On the opposite wall, a much larger screen shows the Wilsons’ film, made in the hotel in which Mabhouh was assassinated and depicting the continuation of anonymous hotel life in places where even such violent events occur; lurid nylon carpets persist, exploited staff still patrol the corridors servicing the needs of a continuous throughput of customers, and piles of sheets and towels and folded and re-folded. The voice-over incorporates both Arabic speech and a narrated text by (the fantastic) Eyal Weizman and Shumon Basar discussing the nature of cities and surveillance, always harking back to the assassination whose prelude is shown in the real footage on the facing wall. “Tel Aviv – Dubai – airport – shopping mall – hotel – airport – one dead body” the soundtrack intones, invoking both the anonymity and specific murderousness of the subject matter, whilst: “If architecture is an editing machine, the door is the cutting blade” also references the violent act, whilst raising the debate to a more universal level.
The second exhibition – the one I actually intended to see – was Aisha Khalid’s Larger Than Life. Works by Khalid, Pakistani contemporary artist based in Lahore, included a piece specially commissioned by the Whitworth – a repeated pattern of roses part-embroidered (in some cases with the needle still hanging from the fabric) onto a two-storey-high wall, with a video of one rose being embroidered by a disturbingly loud, busy machine projected onto the floor in front.
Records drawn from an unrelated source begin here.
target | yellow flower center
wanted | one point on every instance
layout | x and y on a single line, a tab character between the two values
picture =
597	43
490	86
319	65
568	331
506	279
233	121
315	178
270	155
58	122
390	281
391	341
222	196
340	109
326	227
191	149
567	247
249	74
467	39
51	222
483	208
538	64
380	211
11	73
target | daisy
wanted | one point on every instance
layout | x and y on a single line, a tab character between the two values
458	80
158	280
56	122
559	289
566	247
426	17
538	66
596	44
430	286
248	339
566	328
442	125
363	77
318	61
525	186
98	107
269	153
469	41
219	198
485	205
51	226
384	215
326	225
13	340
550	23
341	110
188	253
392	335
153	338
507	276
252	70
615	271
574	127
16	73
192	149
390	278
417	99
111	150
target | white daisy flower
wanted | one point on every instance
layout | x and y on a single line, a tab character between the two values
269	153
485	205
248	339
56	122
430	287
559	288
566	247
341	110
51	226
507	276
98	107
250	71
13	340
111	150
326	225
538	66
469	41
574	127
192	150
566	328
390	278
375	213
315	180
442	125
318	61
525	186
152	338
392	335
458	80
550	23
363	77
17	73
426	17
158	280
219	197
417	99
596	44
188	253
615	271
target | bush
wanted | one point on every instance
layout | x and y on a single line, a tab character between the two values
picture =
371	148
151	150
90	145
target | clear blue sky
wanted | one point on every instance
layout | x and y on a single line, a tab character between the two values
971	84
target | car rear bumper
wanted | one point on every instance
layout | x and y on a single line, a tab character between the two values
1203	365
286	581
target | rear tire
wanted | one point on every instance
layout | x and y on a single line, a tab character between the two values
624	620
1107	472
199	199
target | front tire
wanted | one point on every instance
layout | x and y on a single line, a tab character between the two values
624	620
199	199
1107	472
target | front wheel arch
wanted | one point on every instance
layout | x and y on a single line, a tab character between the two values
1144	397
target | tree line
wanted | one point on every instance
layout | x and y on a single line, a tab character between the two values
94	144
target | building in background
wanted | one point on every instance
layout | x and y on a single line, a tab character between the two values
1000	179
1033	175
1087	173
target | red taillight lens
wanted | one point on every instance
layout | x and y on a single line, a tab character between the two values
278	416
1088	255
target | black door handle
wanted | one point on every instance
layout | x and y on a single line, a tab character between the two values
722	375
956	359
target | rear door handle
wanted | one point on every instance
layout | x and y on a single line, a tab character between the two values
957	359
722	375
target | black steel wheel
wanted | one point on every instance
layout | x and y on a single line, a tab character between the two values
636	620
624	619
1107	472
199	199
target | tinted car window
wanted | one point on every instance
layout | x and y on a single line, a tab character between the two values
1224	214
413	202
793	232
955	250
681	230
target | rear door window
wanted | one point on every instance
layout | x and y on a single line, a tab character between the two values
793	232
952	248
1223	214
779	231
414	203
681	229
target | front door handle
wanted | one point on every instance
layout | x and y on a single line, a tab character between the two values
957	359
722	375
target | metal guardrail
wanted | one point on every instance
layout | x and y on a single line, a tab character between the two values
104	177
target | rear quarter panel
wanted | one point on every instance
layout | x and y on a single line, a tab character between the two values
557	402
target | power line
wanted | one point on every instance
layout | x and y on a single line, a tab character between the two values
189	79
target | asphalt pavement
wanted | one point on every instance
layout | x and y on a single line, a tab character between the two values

I’m not sure if the design of the roses themselves referenced the Burne-Jones tapestries which usually hand in that space (they looked like they might), but they certainly harked back to plenty of themes to do with Manchester and India/Pakistan, textiles and trade, hand vs machine manufacture.
Other pieces included a set of huge, yet minutely detailed, images collectively entitled Larger Than Life. Several of these featured the shadowy outline of a woman wearing a burqa half-hidden within the ting patterns. My favourite, New Moon, showed the phases of the moon in gold leaf, again with Khalid’s trademark meticulous, inconspicuous patterning; there must be few images with more potential meanings that the moon, especially for women artists (historical goddesses, menstruation, female power) and Muslim female artists (the significance of lunar sightings for the timings of most major religious festivals). Overall, much of Khalid’s work seems to be about the tensions around gender, tradition, craft, religion and modernity. They are often, though, just beautiful as well.
These two exhibits are good examples of why the Whitworth is one of my favourite galleries (no, it’s not just because of the great caff). Despite being close to both the university and to ethnically mixed and economically marginalised areas (Moss Side, Rusholme and Hulme), it shows interesting, challenging contemporary art without conceding to the kind of ‘accessibility’ (ie dumbing-down) that often seems to permeate art institutions who think they have to patronise potential visitors who aren’t white, middle-aged and middle-class. Long may they continue to do so.